A mi-chemin entre mes conclusions actuelles et le monde des possibles qu'offre l'Albanie, je proposerai finalement les problématiques qui auront été soulevées ici et les autres questions qui se sont ouvertes tout au long de mon cheminement dans ce pays.

Cette étude ne se prétend nullement exhaustive de la situation de l'enseignement-apprentissage du français en contexte universitaire albanais, mais offre un panorama en plusieurs dimensions par ce qu'il adopte différents angles de vue pour rendre la lumière sur un contexte particulier. Alterner entre regard en hauteur pour prendre la loupe chère à Chaudenson et voir comment cela se passe dans le détail ; prendre la ligne du temps pour voir si elle a un effet de miroir sur la situation d'aujourd'hui aura été autant de jeux de lumière qui permettent de mieux comprendre ce contexte. En adoptant quelques-unes des approches préconisées par les défenseurs d'une didactique responsable et respectueuse, j'ai ainsi voulu rendre ce pays tel que je l'ai reçu. Après avoir initialement pensé à prospecter les étudiants, je me serai finalement attardée aux enseignants, plus accessibles et occupant une place centrale dans ce noeud de contacts et de carrefours que forment les acteurs de la francophonie en Albanie. A mi-chemin, j'aurai constaté que présenter les conditions dans lesquelles les représentations vis-à-vis d'une langue étrangère se forment pouvaient rendre l'état d'une très bonne introduction à ce terrain, plutôt que de m'engager dans quelque chose que j'aurai pu survoler et ne pas considérer dans toute sa complexité.

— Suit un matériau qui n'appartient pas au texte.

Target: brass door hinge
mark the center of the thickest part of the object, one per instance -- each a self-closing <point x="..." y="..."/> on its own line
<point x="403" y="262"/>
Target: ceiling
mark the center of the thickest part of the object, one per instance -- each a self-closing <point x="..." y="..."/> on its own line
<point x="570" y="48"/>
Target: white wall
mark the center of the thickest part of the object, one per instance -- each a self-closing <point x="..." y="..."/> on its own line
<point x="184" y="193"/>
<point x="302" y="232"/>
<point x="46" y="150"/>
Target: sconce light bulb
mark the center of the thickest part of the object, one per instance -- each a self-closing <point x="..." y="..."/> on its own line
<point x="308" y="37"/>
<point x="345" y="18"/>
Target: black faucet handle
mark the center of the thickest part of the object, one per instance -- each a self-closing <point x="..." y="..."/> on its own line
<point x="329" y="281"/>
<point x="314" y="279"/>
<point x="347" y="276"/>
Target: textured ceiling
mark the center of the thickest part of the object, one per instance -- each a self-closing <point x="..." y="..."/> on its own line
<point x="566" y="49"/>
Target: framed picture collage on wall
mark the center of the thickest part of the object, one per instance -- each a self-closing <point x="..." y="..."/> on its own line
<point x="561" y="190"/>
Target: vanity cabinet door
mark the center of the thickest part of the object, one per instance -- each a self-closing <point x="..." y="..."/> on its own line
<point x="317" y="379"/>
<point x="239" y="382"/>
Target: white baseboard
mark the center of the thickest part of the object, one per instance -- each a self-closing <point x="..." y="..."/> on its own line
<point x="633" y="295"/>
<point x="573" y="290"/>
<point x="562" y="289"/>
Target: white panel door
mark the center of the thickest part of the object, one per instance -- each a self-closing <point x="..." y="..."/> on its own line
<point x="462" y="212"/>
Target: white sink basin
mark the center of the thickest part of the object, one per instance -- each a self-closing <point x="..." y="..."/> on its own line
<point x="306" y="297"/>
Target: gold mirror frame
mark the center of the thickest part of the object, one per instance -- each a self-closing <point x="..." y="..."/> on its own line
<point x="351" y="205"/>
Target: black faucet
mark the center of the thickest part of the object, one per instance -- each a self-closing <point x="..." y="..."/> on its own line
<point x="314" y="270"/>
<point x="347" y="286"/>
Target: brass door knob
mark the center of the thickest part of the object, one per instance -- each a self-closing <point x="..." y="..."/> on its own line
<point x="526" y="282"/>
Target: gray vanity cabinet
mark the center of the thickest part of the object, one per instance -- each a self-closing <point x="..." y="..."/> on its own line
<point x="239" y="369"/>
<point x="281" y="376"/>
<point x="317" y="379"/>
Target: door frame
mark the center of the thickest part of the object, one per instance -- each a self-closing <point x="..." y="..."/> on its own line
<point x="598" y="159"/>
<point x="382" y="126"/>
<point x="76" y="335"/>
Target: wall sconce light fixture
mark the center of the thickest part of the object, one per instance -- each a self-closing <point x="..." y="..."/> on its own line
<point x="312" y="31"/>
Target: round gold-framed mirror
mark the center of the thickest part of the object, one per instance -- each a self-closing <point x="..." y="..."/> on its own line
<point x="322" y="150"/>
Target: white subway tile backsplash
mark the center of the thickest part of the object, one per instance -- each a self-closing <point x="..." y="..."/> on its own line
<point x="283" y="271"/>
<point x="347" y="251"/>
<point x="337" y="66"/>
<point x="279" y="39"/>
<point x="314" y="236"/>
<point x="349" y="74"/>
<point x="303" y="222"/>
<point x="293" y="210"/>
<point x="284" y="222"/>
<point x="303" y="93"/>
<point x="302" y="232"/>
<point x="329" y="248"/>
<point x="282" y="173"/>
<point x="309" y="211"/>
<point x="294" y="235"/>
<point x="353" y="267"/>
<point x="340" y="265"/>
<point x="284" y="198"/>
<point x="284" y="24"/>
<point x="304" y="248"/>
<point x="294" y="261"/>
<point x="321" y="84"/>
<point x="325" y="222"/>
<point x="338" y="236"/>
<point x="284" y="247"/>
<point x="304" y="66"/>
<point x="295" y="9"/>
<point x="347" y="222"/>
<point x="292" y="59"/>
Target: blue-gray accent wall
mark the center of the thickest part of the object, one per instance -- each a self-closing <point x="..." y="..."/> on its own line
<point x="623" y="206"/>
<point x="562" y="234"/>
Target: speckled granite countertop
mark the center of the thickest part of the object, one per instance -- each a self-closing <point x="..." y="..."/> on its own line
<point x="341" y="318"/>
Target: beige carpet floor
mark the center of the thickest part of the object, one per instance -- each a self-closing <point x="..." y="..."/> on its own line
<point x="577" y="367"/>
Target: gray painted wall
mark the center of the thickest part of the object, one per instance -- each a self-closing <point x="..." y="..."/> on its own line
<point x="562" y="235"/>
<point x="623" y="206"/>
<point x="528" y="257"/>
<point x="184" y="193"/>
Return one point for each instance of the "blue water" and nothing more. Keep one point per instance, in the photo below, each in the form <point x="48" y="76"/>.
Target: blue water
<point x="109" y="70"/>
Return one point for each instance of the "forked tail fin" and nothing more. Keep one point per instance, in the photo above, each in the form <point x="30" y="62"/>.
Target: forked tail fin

De la manière que je viens de le présenter, se limiter aux représentations ne serait pas non plus fidèle en particulier quand il est si difficile d'accéder aux représentations des acteurs concernés par notre contexte et que se limiter à leurs paroles ne viendraient pas à représenter objectivement la place qui est faite par les individus aux langues étrangères et au français et à travers ces langues, à la société dans laquelle ils évoluent et à eux-mêmes. Chaudenson & Rakotomalala (2004), Porcher (2012 [2000]) et Blanchet & Chardenet (2011) rappellent chacun la nécessité de ne pas se limiter aux pratiques langagières des locuteurs d'une communauté donnée pour comprendre la place qui est accordée à un code linguistique, mais également au contexte qui encadre et régule ces pratiques. Il est donc induit que les politiques linguistiques sachent prendre en compte la question dite « spontanée, sauvage » de Chaudenson (1991 : 6) des pratiques langagières du point de vue national.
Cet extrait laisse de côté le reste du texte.